Who has Edmund Burke’s prayer Bible?

It’s no secret that Glenn has been collecting various important artifacts from history – especially ones that progressive historians would rather forget. Edmund Burke is generally considered the founder of conservatism and he is also noted for supporting the American Revolutionaries. Burke was once given a Bible as a gift from George II -and guess who has it now.

“This was a gift from George II, and we have George III’s Bible as well. You wouldn’t ‑‑ you wouldn’t believe some of the things, and this was given to us because this was ‑‑ they had all of these universities in all of these places that they could have donated these Bibles and this collection to, but they wanted to make sure that it would actually be seen by the people and that it would be used so people could be educated, and correct me if I’m wrong, understand our history and what got us here. And I don’t even know these people. I haven’t met them or anything, and this came as a surprise to me last week and it is shocking, and we’ll show you some of the things,” Glenn said.

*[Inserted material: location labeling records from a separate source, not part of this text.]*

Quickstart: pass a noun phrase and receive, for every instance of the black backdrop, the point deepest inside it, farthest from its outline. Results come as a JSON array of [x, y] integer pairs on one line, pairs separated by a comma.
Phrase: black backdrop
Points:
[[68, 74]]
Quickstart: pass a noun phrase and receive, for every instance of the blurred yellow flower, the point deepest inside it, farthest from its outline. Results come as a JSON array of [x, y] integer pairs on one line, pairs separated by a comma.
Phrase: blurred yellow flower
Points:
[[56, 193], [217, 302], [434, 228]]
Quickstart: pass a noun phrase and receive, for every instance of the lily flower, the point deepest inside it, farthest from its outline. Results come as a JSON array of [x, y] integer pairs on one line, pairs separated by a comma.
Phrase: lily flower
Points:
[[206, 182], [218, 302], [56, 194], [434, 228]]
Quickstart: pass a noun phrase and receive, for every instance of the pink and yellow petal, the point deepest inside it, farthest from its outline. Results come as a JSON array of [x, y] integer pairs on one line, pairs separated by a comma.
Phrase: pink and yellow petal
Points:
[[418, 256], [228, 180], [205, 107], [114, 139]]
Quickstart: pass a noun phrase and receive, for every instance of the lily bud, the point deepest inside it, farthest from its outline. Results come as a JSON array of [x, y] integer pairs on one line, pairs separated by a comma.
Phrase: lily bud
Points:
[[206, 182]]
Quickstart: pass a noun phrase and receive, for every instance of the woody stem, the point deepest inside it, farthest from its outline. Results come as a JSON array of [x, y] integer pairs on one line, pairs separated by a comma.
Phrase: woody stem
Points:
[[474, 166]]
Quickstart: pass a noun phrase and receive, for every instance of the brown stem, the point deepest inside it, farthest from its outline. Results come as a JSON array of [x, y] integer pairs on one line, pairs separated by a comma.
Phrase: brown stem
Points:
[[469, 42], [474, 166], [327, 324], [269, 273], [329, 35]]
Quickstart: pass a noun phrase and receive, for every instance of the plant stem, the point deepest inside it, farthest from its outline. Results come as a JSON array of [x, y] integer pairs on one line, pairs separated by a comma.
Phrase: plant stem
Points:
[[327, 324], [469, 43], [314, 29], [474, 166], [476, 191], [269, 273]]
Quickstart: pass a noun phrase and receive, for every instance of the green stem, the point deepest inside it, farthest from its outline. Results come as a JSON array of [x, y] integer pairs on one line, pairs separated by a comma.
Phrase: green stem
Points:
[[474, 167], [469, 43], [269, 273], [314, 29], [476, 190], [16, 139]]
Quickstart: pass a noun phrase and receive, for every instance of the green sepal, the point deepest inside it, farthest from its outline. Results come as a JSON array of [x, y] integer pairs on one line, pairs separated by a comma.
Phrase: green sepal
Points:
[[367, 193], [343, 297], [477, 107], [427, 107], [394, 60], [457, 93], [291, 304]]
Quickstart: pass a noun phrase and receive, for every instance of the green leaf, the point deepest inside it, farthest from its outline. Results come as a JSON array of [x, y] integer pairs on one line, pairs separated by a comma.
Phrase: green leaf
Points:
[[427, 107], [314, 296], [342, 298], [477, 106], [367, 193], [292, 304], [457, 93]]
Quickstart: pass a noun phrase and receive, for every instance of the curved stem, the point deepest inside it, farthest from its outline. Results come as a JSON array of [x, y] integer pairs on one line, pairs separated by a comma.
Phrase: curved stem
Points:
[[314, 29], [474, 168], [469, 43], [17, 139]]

“It’s really an exciting, exciting time. I can’t wait to tell you when we have time about some things that happened to me this weekend. I saw a movement out of California and Phoenix, Arizona that I’m telling you is God‑inspired and it is incredible. There are big things on the horizon that people are doing all over the country, and you’re just not going to be able to put the Genie in the bottle, and we’ll go into it in just a little by in the coming days here.”

  • http://youtu.be/0iRCvDwF26Q Sam Fisher

    I wished people sent me cool stuff like this but then again I would not have a safe place to put it. History needs to be preserved for all time and historical documents like this will do that. Liberal historians are rewriting history to fit their needs but what they did not count on are people with long memories that remember history before the rewrite and the books and letters written by historical figures coming out.

  • Anonymous

    I hope this wonderful gift receives better care than did Orson Welles’ fishbowl.

    just sayin’… :)

  • Anonymous

    Glenn, speaking as someone who worked in the archive section of a library during college, please, please, PLEASE put on 100% cotton archival gloves when you touch that Bible!   No matter how clean someone’s hands are, there are acids and oils on human skin that can easily damage it.  The gloves can be purchased online (even Amazon carries them) and they are cheap.

  • Anonymous

    I agree with you to a point. But we must remember that in order to fully understand history we must be able to sense the presence of history. In this case here is an artifact that was meant to be touched, to be held, to be read. By placing it in a glass case and denying everyone the right to touch it means that we deny ourselves the ability to physically touch the past. Now I don’t suggest that such an artifact be left on a table for anyone to pick up. But I do believe that it should be made available under certain circumstances. By touching it, even if only occasionally we keep it alive and meaningful. We add new fingerprints to those many, many fingerprints that have come before and thus we leave our own mark on the past, just as the past leaves its mark on us.

    I have an extensive private collection of Children’s literature, some of which are quite valuable and there are few joys that go as deep as seeing a child touch a book that has been touched by children for 80 years, or a hundred or two hundred years. It quite literally pulls them into a different frame of mind.

    I like to say… Everyone should run their fingers across the marble that is Michelangelo’s David once. Over time it may indeed wear it down to nothing, but it was nothing before human hands touched it to begin with. Far better to wear it down in the creation of new hands to build new Davids than to keep it safe for all time, separated from human contact.